Source: https://www.globalresearch.ca/index.php?context=va&aid=20005
“The sea that bares her bosom to the moon;
The winds that will be howling at all hours …
For this, for everything, we are out of tune.” (William Wordsworth, 1770-1850.)
For the people of the Gulf and the region – watching some of the most toxic pollutants known to man, being sprayed to disperse one of the most toxic pollutants known to man, unleashed as a result of man’s fallibility, in a near-global addiction to consumerism – it must be an environmental apocalypse now. One dispersant Corexit 9500, is four times as toxic as oil, and also disrupts the reproductive systems of organisms.
There is magic about those sun-sparkled coasts, translucent, shimmering, sapphire sea, later turning peach, apricot, deep blush, then seeming near blackberry as the sun falls and the dusk, then dark, takes over. Then the great pelicans sit sentry, on remains of old breakwaters, sillhouetted against the moon’s silvered light.
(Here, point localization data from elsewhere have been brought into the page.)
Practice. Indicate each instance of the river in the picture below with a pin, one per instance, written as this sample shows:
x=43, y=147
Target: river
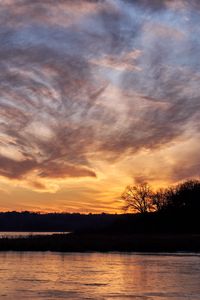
x=46, y=275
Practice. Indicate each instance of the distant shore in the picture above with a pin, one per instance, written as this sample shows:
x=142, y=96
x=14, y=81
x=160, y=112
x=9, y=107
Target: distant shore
x=86, y=242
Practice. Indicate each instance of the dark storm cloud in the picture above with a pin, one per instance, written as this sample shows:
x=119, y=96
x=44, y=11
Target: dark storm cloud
x=57, y=63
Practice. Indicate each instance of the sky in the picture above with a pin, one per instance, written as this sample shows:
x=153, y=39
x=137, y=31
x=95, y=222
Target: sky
x=96, y=95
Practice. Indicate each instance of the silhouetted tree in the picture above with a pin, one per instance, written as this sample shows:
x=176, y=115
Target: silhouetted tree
x=163, y=197
x=138, y=198
x=186, y=196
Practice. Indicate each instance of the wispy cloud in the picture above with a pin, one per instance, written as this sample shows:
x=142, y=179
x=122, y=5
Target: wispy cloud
x=61, y=66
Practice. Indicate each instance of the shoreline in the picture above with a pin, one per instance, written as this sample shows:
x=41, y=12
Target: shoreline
x=98, y=242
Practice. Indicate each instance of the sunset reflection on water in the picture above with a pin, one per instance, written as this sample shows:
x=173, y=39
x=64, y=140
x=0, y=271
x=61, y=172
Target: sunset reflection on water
x=98, y=276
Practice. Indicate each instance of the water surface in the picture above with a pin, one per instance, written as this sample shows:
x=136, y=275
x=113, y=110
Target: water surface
x=32, y=275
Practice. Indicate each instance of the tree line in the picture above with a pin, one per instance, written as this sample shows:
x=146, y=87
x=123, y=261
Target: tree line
x=183, y=197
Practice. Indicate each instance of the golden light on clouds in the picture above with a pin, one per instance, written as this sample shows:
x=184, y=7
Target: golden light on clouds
x=96, y=95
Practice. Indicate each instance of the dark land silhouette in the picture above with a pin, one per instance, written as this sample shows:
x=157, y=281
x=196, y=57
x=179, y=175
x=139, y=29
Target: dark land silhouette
x=170, y=223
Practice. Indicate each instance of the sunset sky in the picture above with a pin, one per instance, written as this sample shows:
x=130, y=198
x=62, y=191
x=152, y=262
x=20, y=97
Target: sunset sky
x=95, y=95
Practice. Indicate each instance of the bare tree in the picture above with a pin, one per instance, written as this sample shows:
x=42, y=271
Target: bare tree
x=138, y=198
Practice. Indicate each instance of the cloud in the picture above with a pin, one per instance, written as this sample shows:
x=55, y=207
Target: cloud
x=61, y=66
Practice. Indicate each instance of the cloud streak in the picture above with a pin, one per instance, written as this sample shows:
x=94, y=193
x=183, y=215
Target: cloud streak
x=59, y=66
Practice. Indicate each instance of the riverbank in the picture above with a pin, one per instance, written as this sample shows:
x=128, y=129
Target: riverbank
x=86, y=242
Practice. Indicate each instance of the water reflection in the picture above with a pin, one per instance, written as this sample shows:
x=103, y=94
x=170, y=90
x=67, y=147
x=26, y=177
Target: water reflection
x=46, y=275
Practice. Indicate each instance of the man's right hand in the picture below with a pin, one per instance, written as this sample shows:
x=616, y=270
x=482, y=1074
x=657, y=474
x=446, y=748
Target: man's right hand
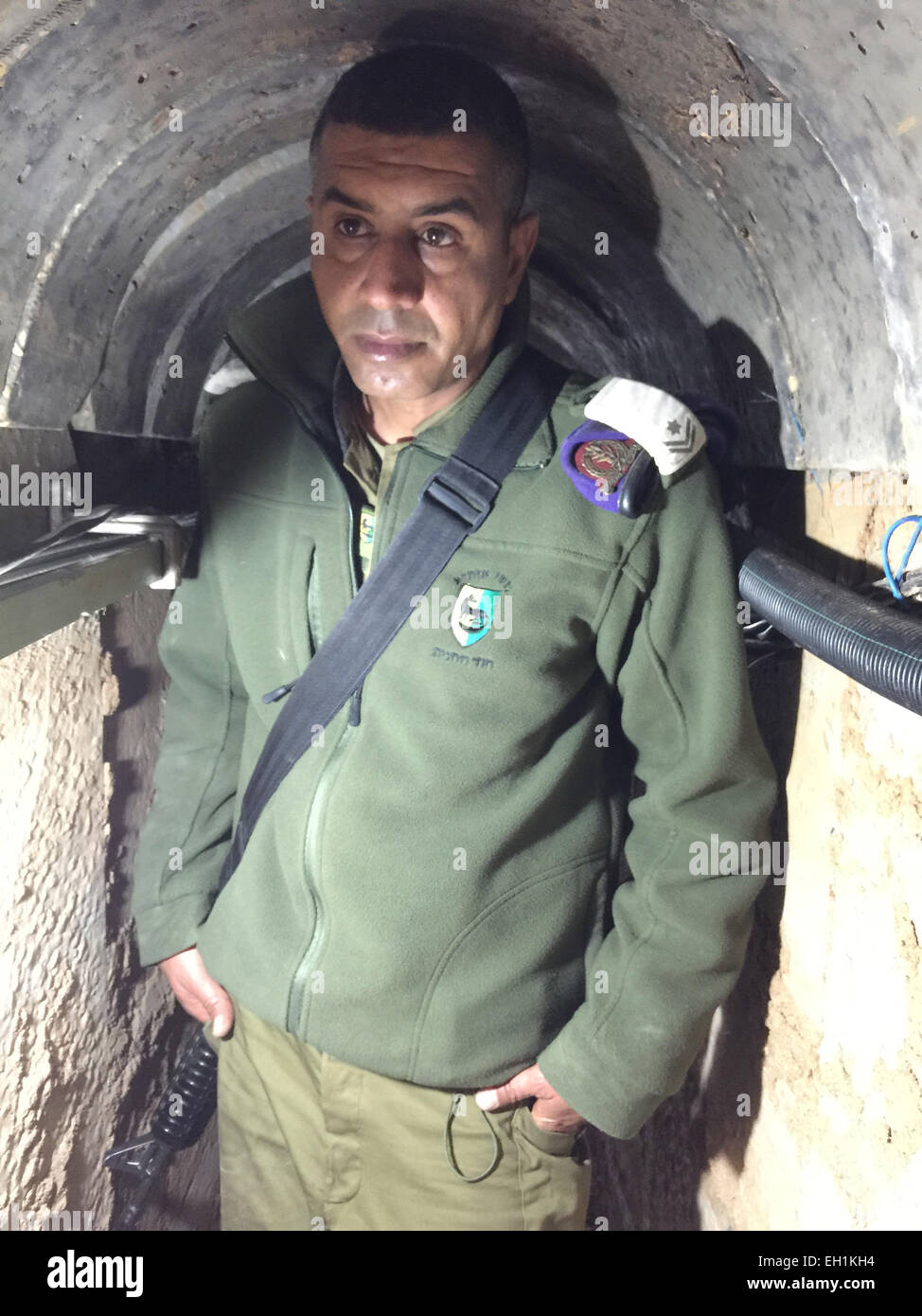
x=196, y=991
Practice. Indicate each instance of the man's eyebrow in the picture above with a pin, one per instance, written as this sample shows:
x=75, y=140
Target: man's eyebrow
x=454, y=205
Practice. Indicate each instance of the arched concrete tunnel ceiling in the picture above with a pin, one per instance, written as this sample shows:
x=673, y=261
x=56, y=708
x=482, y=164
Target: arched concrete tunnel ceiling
x=155, y=175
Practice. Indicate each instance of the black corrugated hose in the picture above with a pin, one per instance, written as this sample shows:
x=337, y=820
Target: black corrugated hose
x=865, y=640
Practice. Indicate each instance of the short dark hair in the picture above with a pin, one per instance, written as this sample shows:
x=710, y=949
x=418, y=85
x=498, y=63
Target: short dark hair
x=417, y=88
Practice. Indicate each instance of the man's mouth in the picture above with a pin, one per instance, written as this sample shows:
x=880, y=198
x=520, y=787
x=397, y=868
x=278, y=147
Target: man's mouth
x=385, y=347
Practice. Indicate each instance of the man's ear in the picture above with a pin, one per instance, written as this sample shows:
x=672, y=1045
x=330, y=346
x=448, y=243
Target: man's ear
x=523, y=237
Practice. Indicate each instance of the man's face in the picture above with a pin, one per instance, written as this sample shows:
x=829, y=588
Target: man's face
x=416, y=267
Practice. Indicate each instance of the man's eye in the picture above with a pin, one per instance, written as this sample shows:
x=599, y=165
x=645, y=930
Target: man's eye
x=353, y=220
x=443, y=237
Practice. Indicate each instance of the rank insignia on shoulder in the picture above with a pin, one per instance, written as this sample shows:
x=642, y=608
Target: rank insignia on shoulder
x=658, y=421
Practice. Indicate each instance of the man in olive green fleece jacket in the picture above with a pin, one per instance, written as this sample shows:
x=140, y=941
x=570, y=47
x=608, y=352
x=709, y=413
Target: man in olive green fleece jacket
x=431, y=891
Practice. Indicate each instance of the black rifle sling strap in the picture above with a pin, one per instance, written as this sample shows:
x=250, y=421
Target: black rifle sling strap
x=454, y=502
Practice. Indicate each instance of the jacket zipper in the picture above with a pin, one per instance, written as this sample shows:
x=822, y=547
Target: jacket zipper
x=311, y=834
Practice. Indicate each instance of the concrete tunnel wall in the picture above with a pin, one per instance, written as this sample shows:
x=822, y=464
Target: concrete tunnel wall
x=129, y=233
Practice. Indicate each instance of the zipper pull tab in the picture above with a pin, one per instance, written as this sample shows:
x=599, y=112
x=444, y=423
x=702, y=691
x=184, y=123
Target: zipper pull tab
x=277, y=692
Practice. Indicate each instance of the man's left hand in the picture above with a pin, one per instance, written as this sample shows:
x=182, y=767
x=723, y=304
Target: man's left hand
x=550, y=1111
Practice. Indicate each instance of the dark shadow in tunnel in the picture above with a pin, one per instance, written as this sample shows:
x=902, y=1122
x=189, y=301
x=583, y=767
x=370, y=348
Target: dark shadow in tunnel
x=628, y=320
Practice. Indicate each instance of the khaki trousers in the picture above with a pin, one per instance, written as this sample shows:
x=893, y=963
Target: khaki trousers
x=308, y=1141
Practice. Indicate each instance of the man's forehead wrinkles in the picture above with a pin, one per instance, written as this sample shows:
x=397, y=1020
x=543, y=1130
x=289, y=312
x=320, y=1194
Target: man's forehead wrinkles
x=363, y=162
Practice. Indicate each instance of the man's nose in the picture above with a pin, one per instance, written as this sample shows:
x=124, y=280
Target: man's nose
x=394, y=276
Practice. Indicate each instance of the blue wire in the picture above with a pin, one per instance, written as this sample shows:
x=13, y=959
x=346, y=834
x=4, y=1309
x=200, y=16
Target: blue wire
x=895, y=583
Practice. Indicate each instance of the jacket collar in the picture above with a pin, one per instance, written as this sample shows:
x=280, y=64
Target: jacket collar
x=286, y=343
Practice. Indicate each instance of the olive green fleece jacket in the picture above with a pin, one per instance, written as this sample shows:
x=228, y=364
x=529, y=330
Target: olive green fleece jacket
x=431, y=894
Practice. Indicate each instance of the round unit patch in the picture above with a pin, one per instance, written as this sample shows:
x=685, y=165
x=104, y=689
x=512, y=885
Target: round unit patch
x=596, y=458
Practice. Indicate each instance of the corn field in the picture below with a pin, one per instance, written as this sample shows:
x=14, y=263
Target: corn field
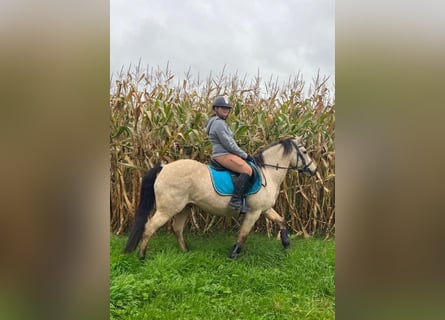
x=155, y=117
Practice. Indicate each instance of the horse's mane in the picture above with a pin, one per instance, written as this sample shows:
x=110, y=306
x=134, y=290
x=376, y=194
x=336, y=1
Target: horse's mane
x=287, y=144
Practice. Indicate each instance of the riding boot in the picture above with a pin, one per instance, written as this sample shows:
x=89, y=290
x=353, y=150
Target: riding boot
x=241, y=187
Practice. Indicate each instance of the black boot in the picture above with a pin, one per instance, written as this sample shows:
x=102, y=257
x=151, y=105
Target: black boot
x=241, y=187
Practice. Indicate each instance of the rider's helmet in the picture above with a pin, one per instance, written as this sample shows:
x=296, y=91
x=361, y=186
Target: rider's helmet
x=221, y=101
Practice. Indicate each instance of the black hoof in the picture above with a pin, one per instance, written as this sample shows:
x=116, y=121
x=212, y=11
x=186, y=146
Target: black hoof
x=235, y=252
x=284, y=239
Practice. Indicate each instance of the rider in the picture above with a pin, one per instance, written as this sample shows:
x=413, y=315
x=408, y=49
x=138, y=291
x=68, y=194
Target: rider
x=226, y=151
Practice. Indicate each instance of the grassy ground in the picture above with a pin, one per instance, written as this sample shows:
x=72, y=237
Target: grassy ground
x=265, y=282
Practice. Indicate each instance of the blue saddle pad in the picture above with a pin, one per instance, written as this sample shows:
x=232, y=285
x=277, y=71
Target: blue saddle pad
x=223, y=184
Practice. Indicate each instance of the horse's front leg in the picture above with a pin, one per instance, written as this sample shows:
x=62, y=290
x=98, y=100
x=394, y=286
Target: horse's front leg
x=246, y=226
x=275, y=217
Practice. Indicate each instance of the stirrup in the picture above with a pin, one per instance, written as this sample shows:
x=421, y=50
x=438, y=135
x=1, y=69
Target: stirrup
x=244, y=207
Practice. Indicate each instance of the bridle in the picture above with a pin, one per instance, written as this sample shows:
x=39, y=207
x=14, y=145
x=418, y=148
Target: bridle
x=299, y=156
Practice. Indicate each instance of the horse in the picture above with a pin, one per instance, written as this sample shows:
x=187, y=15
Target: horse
x=174, y=186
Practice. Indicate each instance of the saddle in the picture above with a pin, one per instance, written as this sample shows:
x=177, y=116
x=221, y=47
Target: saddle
x=223, y=179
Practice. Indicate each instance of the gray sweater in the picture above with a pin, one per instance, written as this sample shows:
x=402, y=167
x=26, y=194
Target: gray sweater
x=221, y=138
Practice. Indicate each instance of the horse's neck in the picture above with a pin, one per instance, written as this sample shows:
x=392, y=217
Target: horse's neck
x=274, y=157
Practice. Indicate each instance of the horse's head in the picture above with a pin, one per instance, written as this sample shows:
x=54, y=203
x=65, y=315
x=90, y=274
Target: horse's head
x=303, y=162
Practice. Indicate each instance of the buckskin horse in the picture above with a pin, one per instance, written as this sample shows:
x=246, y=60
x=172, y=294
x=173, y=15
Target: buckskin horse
x=172, y=187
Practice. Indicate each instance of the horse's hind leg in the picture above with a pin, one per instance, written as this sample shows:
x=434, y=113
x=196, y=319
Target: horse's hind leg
x=153, y=224
x=178, y=227
x=275, y=217
x=246, y=227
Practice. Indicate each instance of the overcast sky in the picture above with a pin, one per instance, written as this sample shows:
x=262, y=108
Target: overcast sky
x=279, y=38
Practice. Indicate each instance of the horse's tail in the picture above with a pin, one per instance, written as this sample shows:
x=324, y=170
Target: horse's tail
x=146, y=204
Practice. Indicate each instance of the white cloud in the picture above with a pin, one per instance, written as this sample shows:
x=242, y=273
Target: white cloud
x=280, y=38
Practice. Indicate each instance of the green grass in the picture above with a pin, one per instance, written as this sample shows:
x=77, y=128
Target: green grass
x=265, y=282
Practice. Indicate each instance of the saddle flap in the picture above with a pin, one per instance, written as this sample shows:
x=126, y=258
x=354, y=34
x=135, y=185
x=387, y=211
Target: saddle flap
x=223, y=180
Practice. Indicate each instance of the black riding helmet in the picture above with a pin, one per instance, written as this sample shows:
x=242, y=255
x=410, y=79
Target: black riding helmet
x=221, y=101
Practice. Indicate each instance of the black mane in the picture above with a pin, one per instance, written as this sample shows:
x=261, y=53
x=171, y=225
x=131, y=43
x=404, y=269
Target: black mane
x=287, y=144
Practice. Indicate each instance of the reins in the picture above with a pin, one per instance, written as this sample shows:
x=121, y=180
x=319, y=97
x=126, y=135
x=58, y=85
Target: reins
x=276, y=166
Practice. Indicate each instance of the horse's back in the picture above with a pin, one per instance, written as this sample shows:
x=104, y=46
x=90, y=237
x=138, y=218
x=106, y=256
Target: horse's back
x=183, y=171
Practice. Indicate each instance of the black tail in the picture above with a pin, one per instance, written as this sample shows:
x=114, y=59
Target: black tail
x=146, y=204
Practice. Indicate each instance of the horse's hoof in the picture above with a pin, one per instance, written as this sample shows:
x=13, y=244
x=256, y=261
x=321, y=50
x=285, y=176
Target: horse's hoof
x=285, y=241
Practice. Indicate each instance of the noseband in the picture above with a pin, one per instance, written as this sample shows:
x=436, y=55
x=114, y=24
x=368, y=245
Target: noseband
x=299, y=156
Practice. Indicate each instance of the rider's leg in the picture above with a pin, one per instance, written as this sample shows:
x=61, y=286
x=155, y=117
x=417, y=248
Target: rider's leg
x=235, y=163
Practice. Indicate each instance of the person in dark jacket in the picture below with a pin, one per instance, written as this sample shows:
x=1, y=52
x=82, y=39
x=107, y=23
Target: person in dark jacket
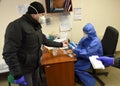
x=110, y=61
x=22, y=47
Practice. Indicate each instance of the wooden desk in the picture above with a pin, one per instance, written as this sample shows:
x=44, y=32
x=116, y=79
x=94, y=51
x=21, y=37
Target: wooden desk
x=59, y=69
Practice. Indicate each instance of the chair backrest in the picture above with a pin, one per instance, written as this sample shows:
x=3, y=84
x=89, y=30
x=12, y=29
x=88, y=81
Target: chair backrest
x=109, y=41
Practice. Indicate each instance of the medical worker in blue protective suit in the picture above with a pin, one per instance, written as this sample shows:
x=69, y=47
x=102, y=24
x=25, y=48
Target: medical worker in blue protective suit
x=88, y=46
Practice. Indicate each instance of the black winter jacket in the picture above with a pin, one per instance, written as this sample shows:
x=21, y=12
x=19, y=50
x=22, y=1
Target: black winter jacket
x=22, y=48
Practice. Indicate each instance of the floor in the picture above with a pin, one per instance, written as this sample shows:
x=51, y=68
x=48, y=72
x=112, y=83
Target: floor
x=113, y=78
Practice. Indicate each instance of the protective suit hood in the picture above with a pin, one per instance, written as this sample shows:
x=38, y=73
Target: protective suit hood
x=89, y=29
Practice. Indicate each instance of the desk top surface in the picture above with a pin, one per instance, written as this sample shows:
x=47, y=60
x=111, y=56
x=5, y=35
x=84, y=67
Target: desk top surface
x=48, y=58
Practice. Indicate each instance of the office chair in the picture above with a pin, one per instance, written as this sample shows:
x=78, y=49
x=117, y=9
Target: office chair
x=109, y=43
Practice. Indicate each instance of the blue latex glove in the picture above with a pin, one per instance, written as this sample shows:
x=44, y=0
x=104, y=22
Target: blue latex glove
x=72, y=45
x=107, y=61
x=76, y=51
x=21, y=81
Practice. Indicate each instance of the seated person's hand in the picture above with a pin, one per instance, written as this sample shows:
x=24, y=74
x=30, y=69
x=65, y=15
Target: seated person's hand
x=21, y=81
x=72, y=45
x=69, y=51
x=65, y=43
x=107, y=61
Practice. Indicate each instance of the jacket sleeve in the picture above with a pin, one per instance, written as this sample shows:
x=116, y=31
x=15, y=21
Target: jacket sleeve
x=85, y=52
x=49, y=43
x=11, y=45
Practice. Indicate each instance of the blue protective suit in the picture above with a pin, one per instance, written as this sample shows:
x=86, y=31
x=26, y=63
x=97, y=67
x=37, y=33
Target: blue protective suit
x=87, y=46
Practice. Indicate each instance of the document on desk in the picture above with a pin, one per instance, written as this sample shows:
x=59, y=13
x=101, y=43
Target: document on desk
x=97, y=64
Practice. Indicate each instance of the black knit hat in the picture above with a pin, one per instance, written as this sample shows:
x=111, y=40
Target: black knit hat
x=35, y=7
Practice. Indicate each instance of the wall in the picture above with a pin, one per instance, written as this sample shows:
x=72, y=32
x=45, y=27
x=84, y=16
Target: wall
x=100, y=13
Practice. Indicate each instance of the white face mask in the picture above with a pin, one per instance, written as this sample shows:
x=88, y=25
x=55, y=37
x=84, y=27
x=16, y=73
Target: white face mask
x=42, y=19
x=85, y=35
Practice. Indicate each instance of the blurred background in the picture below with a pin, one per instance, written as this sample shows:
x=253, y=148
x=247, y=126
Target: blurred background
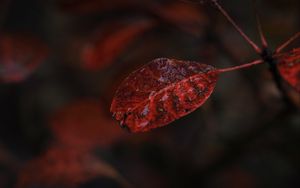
x=62, y=60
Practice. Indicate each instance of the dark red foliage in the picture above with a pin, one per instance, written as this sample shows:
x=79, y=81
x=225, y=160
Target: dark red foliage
x=107, y=45
x=64, y=167
x=92, y=6
x=289, y=67
x=84, y=124
x=185, y=16
x=161, y=92
x=19, y=57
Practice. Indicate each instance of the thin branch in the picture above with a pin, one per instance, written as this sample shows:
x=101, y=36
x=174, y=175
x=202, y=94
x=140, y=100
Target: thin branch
x=288, y=42
x=242, y=33
x=247, y=65
x=259, y=27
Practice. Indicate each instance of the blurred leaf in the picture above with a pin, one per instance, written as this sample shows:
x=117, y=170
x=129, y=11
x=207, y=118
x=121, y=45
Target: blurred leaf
x=65, y=167
x=84, y=124
x=19, y=57
x=107, y=45
x=289, y=67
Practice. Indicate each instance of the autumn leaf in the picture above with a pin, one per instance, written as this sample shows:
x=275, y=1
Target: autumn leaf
x=84, y=124
x=19, y=57
x=161, y=92
x=106, y=46
x=289, y=67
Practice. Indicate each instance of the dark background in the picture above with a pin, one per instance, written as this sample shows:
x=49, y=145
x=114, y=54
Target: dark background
x=243, y=136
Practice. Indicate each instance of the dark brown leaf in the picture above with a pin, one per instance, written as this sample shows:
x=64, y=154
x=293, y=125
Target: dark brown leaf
x=289, y=67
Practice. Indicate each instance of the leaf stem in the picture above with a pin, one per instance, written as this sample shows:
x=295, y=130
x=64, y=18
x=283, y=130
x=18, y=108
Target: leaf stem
x=247, y=65
x=242, y=33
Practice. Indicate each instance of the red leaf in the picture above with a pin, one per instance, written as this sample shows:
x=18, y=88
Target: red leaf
x=19, y=57
x=84, y=124
x=289, y=67
x=105, y=47
x=161, y=92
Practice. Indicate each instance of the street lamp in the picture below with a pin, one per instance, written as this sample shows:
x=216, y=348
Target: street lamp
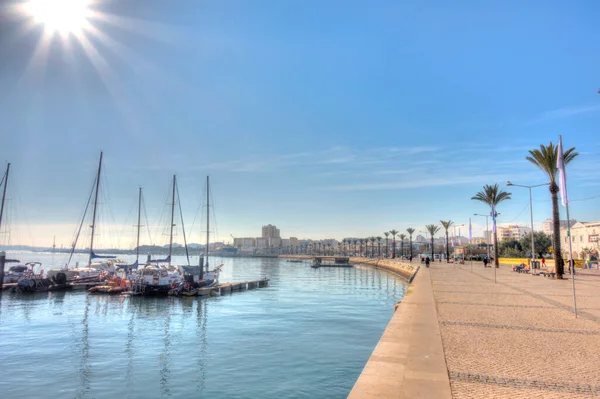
x=426, y=237
x=487, y=231
x=508, y=183
x=457, y=237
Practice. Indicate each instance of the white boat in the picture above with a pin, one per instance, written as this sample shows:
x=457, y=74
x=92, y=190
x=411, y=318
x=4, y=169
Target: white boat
x=97, y=264
x=17, y=272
An all time memory is of the Mexican coast on the Gulf. One day remains apart, on some special mental shelf for treasures, oft taken down, wondered at, minutely re-savoured. Four of us hired a boat for the day, the others wanted to fish for marlin, I to relish the glittering ocean and sun. Lying below the little open wheelhouse, the old, toothless boatman and I quickly formed a bond. His boat was his life, he was an extention of it and it of him. His eyesight was phenominal. “Look, look”, he’d say, pointing somewhere into the distant horizon: “tuna ..” I could see nothing, but a few miles towards the spot, sure enough, the ocean boiled and churned with the great shoal.
Shark fins often glided along side the boat, their sleek elegance visible below the surface.